Courts allow for strip-searches, but warn that they should not be undertaken lightly. They can be "degrading and invasive," a 2004 opinion by Maryland's highest court said, and should occur only if there is a reasonable suspicion that someone is "carrying weapons or contraband."

The Department of Public Safety and Correctional Services has long acknowledged that contraband in Maryland prisons is a dangerous problem that is worsened by corrupt staff who smuggle in everything from drugs and cell phones to salmon and cigars. Contraband at the Hagerstown facility had "increased drastically" last summer, according to a department memo, with several inmate overdoses and one drug-related death.

The August drug sweep, proposed in late June and organized the next month, was meant to thwart the admission of contraband. Instead, it violated the privacy of nine people (one man is not part of the lawsuit), Schulte said.
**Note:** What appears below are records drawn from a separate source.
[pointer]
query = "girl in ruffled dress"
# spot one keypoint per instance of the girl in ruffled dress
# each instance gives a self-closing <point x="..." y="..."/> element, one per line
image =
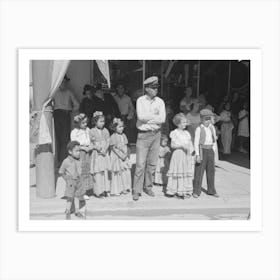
<point x="163" y="162"/>
<point x="119" y="156"/>
<point x="181" y="170"/>
<point x="81" y="134"/>
<point x="243" y="127"/>
<point x="100" y="163"/>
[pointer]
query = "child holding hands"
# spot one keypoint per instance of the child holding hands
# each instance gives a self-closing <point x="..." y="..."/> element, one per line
<point x="181" y="170"/>
<point x="100" y="162"/>
<point x="120" y="165"/>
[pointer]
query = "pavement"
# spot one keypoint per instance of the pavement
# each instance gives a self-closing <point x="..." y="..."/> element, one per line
<point x="232" y="184"/>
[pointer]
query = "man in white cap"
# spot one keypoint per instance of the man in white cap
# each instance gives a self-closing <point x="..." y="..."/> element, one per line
<point x="65" y="102"/>
<point x="150" y="115"/>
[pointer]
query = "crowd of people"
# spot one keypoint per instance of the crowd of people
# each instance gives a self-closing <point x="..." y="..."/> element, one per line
<point x="172" y="149"/>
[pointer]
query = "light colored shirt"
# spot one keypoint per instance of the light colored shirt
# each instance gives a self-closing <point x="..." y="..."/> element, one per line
<point x="70" y="167"/>
<point x="150" y="113"/>
<point x="208" y="137"/>
<point x="125" y="105"/>
<point x="181" y="138"/>
<point x="65" y="100"/>
<point x="193" y="119"/>
<point x="81" y="135"/>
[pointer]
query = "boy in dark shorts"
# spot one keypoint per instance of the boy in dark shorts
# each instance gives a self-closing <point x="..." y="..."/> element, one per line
<point x="205" y="144"/>
<point x="70" y="170"/>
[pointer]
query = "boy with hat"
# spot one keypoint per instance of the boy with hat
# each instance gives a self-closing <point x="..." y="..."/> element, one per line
<point x="150" y="116"/>
<point x="204" y="144"/>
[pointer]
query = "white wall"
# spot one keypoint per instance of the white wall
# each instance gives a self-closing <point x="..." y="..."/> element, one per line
<point x="79" y="74"/>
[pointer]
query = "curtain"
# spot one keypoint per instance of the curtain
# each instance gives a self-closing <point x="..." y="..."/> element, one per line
<point x="103" y="66"/>
<point x="47" y="76"/>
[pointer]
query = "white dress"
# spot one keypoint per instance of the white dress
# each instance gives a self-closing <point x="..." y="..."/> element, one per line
<point x="243" y="126"/>
<point x="181" y="169"/>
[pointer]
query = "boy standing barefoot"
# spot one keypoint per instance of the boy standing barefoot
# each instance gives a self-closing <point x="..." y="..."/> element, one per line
<point x="71" y="172"/>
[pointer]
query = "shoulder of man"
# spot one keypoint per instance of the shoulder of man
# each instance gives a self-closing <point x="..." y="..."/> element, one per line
<point x="159" y="100"/>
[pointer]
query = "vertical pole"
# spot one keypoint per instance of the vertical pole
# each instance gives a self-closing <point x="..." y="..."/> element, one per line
<point x="44" y="158"/>
<point x="198" y="79"/>
<point x="229" y="77"/>
<point x="144" y="74"/>
<point x="161" y="80"/>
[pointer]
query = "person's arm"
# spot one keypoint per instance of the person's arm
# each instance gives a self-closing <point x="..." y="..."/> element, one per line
<point x="107" y="142"/>
<point x="131" y="110"/>
<point x="196" y="141"/>
<point x="143" y="114"/>
<point x="75" y="102"/>
<point x="175" y="143"/>
<point x="82" y="106"/>
<point x="160" y="118"/>
<point x="93" y="144"/>
<point x="62" y="171"/>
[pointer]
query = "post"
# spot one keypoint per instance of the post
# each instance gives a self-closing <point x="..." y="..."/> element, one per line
<point x="44" y="158"/>
<point x="198" y="79"/>
<point x="144" y="74"/>
<point x="161" y="80"/>
<point x="229" y="77"/>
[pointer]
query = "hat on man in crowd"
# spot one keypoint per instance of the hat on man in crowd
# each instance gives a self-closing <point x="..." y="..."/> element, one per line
<point x="151" y="81"/>
<point x="206" y="113"/>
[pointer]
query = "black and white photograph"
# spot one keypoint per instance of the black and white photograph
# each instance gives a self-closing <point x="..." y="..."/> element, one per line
<point x="139" y="139"/>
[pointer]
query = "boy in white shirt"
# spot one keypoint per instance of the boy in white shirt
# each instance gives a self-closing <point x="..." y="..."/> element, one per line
<point x="204" y="144"/>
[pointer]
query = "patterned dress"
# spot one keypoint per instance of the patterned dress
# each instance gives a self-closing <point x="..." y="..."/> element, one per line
<point x="100" y="161"/>
<point x="120" y="167"/>
<point x="82" y="136"/>
<point x="162" y="165"/>
<point x="181" y="169"/>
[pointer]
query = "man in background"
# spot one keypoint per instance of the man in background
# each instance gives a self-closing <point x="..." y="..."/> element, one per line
<point x="150" y="116"/>
<point x="64" y="102"/>
<point x="125" y="106"/>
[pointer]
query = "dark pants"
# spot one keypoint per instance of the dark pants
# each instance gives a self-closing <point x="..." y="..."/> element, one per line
<point x="208" y="163"/>
<point x="147" y="149"/>
<point x="126" y="127"/>
<point x="62" y="126"/>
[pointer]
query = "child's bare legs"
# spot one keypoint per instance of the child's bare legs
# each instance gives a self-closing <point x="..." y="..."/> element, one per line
<point x="80" y="210"/>
<point x="241" y="144"/>
<point x="68" y="208"/>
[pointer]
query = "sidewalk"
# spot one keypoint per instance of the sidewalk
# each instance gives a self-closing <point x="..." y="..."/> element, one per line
<point x="232" y="184"/>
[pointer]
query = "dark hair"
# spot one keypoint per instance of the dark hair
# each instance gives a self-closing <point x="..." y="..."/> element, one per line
<point x="96" y="118"/>
<point x="178" y="117"/>
<point x="113" y="125"/>
<point x="71" y="145"/>
<point x="78" y="119"/>
<point x="98" y="86"/>
<point x="164" y="137"/>
<point x="120" y="83"/>
<point x="86" y="88"/>
<point x="227" y="103"/>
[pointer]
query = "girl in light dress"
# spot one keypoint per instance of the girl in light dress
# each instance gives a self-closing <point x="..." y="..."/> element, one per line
<point x="81" y="134"/>
<point x="163" y="162"/>
<point x="119" y="156"/>
<point x="193" y="118"/>
<point x="243" y="127"/>
<point x="226" y="129"/>
<point x="181" y="170"/>
<point x="100" y="162"/>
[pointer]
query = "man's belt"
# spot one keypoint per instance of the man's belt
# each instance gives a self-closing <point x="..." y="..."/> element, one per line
<point x="151" y="131"/>
<point x="208" y="147"/>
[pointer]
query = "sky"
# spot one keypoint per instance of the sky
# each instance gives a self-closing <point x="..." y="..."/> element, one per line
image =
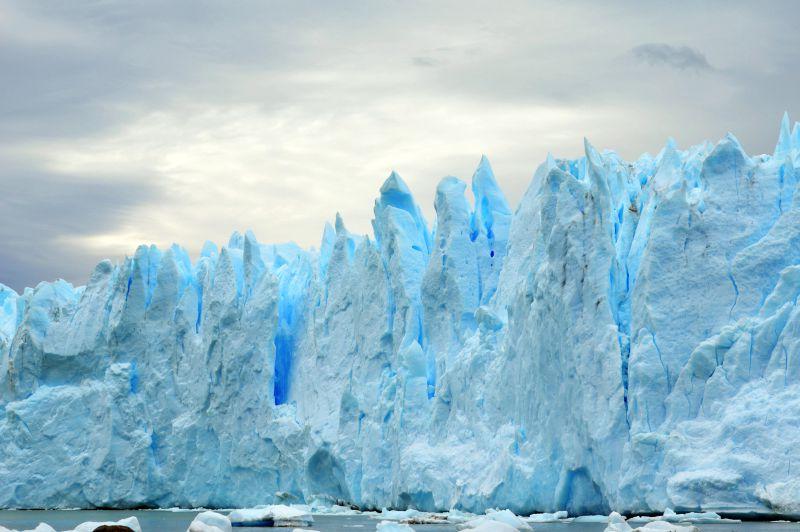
<point x="124" y="123"/>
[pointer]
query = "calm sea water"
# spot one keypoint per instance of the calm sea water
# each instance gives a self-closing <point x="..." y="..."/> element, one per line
<point x="166" y="521"/>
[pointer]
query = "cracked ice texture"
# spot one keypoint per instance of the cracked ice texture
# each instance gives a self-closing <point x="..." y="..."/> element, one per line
<point x="627" y="339"/>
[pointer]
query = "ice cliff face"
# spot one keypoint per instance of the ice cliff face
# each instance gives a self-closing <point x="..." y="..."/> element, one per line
<point x="628" y="339"/>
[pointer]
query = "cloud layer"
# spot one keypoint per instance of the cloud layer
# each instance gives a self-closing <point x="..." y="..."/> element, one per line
<point x="123" y="123"/>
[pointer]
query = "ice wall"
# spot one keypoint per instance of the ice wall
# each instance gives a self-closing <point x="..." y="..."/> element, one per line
<point x="627" y="339"/>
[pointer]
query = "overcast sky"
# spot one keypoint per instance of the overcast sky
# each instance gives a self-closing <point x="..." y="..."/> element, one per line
<point x="157" y="122"/>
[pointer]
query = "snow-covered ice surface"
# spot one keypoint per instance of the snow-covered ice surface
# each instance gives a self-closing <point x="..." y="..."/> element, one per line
<point x="628" y="338"/>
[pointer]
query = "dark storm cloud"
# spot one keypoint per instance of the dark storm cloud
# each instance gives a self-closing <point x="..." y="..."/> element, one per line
<point x="680" y="57"/>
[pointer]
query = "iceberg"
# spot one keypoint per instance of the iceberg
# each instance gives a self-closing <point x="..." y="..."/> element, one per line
<point x="129" y="523"/>
<point x="41" y="527"/>
<point x="617" y="523"/>
<point x="210" y="522"/>
<point x="623" y="339"/>
<point x="277" y="515"/>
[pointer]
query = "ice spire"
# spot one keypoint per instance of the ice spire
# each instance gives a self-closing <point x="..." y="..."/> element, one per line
<point x="784" y="145"/>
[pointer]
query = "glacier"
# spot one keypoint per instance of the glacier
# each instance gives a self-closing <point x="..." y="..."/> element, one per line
<point x="627" y="339"/>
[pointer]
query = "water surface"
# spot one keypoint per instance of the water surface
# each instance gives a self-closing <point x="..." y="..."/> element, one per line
<point x="170" y="521"/>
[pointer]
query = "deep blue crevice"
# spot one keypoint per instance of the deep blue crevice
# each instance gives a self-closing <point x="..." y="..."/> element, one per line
<point x="134" y="378"/>
<point x="284" y="347"/>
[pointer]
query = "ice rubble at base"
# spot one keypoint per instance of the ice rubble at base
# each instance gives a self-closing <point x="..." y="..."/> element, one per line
<point x="617" y="523"/>
<point x="623" y="340"/>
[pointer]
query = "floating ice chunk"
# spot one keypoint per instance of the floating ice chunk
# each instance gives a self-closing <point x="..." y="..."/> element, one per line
<point x="210" y="522"/>
<point x="41" y="527"/>
<point x="591" y="519"/>
<point x="664" y="526"/>
<point x="458" y="517"/>
<point x="691" y="517"/>
<point x="272" y="515"/>
<point x="90" y="526"/>
<point x="617" y="523"/>
<point x="398" y="515"/>
<point x="392" y="526"/>
<point x="488" y="525"/>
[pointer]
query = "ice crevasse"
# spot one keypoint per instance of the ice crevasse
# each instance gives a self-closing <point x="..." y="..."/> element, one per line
<point x="627" y="339"/>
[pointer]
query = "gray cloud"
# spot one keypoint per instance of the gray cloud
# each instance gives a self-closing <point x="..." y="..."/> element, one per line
<point x="44" y="213"/>
<point x="680" y="57"/>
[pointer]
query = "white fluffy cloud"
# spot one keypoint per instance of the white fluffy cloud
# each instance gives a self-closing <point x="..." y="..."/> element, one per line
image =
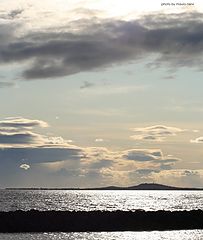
<point x="155" y="133"/>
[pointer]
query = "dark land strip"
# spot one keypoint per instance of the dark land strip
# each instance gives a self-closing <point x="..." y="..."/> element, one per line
<point x="98" y="221"/>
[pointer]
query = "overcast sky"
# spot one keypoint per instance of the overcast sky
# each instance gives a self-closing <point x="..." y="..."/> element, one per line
<point x="100" y="92"/>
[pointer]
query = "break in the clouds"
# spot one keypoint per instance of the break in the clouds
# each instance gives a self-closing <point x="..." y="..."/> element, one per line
<point x="90" y="44"/>
<point x="197" y="140"/>
<point x="155" y="133"/>
<point x="6" y="84"/>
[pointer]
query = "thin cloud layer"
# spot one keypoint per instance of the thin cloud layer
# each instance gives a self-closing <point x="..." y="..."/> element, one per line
<point x="175" y="40"/>
<point x="155" y="133"/>
<point x="197" y="140"/>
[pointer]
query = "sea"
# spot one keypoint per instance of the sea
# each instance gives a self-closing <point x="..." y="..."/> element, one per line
<point x="108" y="200"/>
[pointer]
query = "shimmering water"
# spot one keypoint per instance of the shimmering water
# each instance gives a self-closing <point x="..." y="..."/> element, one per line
<point x="155" y="235"/>
<point x="11" y="200"/>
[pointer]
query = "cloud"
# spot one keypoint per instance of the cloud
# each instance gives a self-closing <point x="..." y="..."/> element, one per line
<point x="197" y="140"/>
<point x="99" y="140"/>
<point x="155" y="133"/>
<point x="6" y="84"/>
<point x="86" y="84"/>
<point x="21" y="123"/>
<point x="25" y="166"/>
<point x="175" y="40"/>
<point x="54" y="157"/>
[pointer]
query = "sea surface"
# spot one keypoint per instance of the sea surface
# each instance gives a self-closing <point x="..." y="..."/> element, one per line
<point x="109" y="200"/>
<point x="155" y="235"/>
<point x="128" y="200"/>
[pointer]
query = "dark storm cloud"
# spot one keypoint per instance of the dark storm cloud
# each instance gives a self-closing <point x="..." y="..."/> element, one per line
<point x="176" y="40"/>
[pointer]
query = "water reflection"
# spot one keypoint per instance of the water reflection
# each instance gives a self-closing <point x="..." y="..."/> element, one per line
<point x="100" y="200"/>
<point x="155" y="235"/>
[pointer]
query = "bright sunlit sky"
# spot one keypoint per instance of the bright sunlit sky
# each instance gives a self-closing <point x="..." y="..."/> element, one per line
<point x="101" y="92"/>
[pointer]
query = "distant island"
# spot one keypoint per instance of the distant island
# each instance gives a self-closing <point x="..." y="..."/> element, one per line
<point x="142" y="186"/>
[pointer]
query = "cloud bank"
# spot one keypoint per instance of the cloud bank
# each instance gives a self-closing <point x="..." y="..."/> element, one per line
<point x="175" y="40"/>
<point x="155" y="133"/>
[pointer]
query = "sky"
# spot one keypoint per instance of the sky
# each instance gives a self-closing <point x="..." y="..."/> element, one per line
<point x="101" y="92"/>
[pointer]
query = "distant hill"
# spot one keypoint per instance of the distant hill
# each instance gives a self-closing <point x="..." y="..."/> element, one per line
<point x="142" y="186"/>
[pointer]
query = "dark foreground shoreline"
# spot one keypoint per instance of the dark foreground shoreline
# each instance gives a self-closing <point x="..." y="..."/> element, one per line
<point x="97" y="221"/>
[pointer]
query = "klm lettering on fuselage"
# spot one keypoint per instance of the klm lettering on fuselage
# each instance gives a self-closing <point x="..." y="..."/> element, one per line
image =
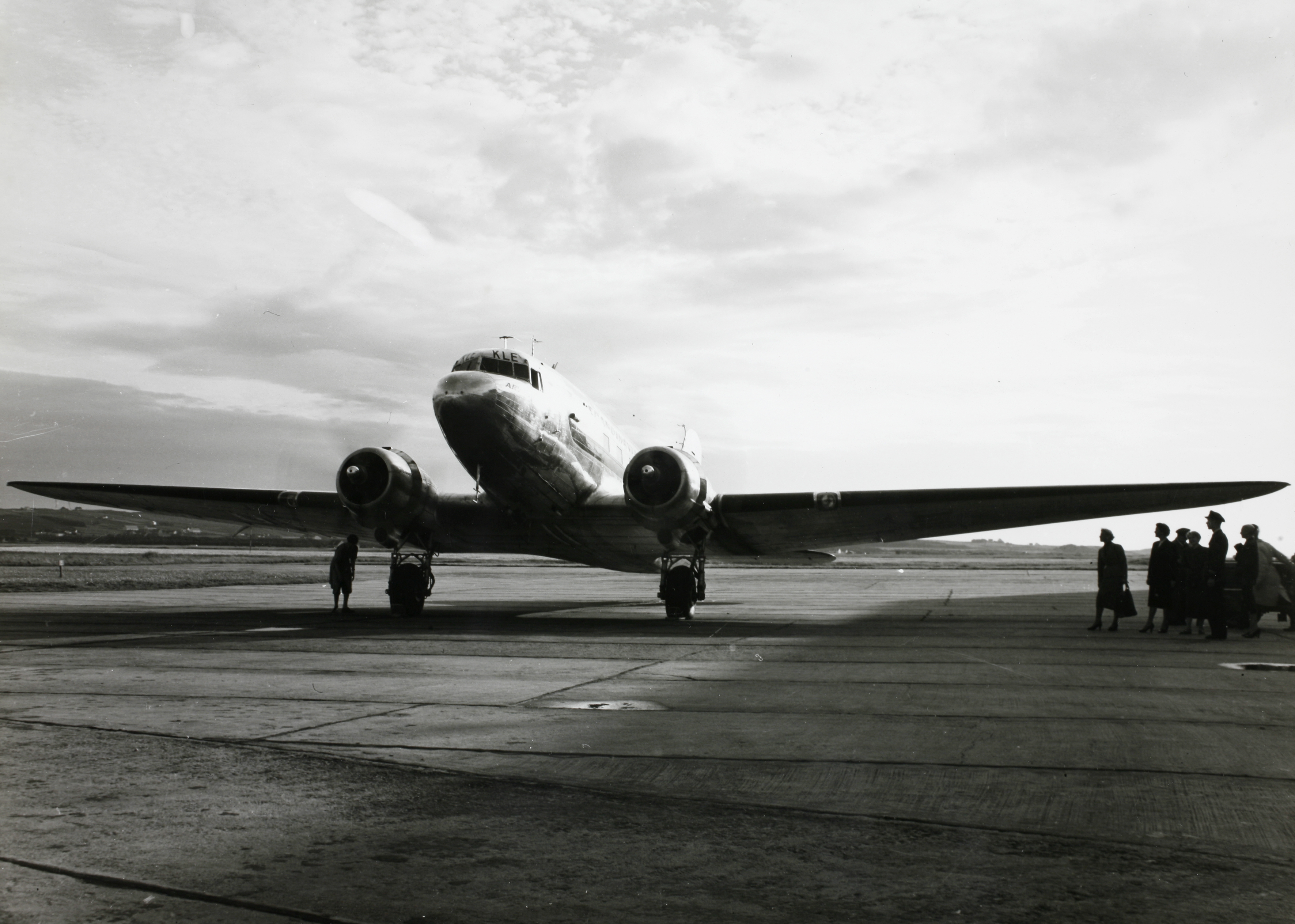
<point x="530" y="438"/>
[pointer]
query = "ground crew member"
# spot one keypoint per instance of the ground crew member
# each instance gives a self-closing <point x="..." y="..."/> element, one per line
<point x="1264" y="588"/>
<point x="341" y="571"/>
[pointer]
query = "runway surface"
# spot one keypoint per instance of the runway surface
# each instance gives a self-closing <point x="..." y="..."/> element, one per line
<point x="816" y="745"/>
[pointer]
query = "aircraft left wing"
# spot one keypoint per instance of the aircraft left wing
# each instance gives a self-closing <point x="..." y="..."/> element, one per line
<point x="318" y="512"/>
<point x="767" y="525"/>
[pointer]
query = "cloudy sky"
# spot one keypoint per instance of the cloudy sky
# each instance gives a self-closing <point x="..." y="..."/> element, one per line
<point x="853" y="245"/>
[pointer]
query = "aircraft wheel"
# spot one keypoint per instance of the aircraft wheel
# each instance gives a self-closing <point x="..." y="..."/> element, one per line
<point x="407" y="591"/>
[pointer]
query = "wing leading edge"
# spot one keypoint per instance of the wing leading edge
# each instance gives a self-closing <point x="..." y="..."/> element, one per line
<point x="765" y="525"/>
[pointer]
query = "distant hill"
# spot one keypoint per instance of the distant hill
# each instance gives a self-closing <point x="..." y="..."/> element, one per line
<point x="118" y="527"/>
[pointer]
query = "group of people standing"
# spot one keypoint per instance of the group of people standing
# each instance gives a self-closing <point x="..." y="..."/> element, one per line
<point x="1185" y="580"/>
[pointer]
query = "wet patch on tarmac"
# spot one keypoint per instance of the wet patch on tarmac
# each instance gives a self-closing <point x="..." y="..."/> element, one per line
<point x="610" y="706"/>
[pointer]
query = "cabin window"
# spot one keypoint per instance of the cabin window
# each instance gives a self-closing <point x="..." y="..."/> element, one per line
<point x="578" y="435"/>
<point x="515" y="371"/>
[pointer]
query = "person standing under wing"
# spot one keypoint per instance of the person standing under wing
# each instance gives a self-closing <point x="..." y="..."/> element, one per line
<point x="341" y="571"/>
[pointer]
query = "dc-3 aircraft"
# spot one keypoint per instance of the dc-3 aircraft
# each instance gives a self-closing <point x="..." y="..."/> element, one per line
<point x="556" y="478"/>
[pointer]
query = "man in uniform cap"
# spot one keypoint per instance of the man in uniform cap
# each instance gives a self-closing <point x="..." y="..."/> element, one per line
<point x="1215" y="561"/>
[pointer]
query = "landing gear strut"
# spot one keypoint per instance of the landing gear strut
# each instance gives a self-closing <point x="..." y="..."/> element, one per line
<point x="683" y="583"/>
<point x="411" y="580"/>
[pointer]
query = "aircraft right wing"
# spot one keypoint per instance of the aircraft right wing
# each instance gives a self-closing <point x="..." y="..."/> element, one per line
<point x="767" y="525"/>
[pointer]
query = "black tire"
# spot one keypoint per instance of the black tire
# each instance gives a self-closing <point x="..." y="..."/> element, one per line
<point x="407" y="591"/>
<point x="412" y="606"/>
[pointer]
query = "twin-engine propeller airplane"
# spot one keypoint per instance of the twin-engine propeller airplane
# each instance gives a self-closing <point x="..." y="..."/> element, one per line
<point x="556" y="478"/>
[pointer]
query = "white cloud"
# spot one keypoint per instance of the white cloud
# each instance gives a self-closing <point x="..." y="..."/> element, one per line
<point x="870" y="245"/>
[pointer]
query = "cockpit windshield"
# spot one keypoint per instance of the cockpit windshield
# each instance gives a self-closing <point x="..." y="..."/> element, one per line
<point x="500" y="364"/>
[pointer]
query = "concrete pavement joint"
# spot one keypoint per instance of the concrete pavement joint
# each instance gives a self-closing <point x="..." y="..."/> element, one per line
<point x="177" y="892"/>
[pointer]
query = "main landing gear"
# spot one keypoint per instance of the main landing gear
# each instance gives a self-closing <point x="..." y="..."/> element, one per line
<point x="411" y="580"/>
<point x="683" y="583"/>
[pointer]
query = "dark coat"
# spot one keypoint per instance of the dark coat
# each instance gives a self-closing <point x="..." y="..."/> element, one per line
<point x="1216" y="558"/>
<point x="1113" y="567"/>
<point x="1194" y="582"/>
<point x="1162" y="570"/>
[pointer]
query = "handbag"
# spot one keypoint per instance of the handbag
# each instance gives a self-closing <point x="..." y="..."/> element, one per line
<point x="1127" y="606"/>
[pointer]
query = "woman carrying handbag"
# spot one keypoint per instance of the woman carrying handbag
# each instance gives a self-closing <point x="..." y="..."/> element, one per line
<point x="1113" y="578"/>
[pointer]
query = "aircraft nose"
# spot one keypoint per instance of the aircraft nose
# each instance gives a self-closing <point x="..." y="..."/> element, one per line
<point x="463" y="385"/>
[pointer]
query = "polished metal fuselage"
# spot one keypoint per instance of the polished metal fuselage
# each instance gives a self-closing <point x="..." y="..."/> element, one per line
<point x="548" y="461"/>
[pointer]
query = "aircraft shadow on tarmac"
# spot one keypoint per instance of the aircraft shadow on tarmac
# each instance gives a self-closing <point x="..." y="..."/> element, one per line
<point x="600" y="619"/>
<point x="575" y="618"/>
He also represents plaintiffs in another lawsuit that alleges illegal strip-searches of citizens by law enforcement officials, a much more typical accusation.

The plaintiffs in the Washington County lawsuit are three correctional officers, a teacher, a dental assistant, two case managers and a psychology associate who described the strip-search as "the most humiliating" experience of her life.

According to the lawsuit, one woman was "publicly ridiculed" after the incident for "not having worn underwear," and a man was with his son at a baseball game when a fellow employee shouted, "Hey, Sarge [sergeant], nice to see you with your clothes on."

Schulte says the post-search ridicule constitutes "ill will" and malice toward the plaintiffs.

"A message needs to be sent that you don't get to strip people of their dignity, of their basic fundamental constitutional rights," Schulte said.

"They could have settled with these people very early," he said. "They didn't."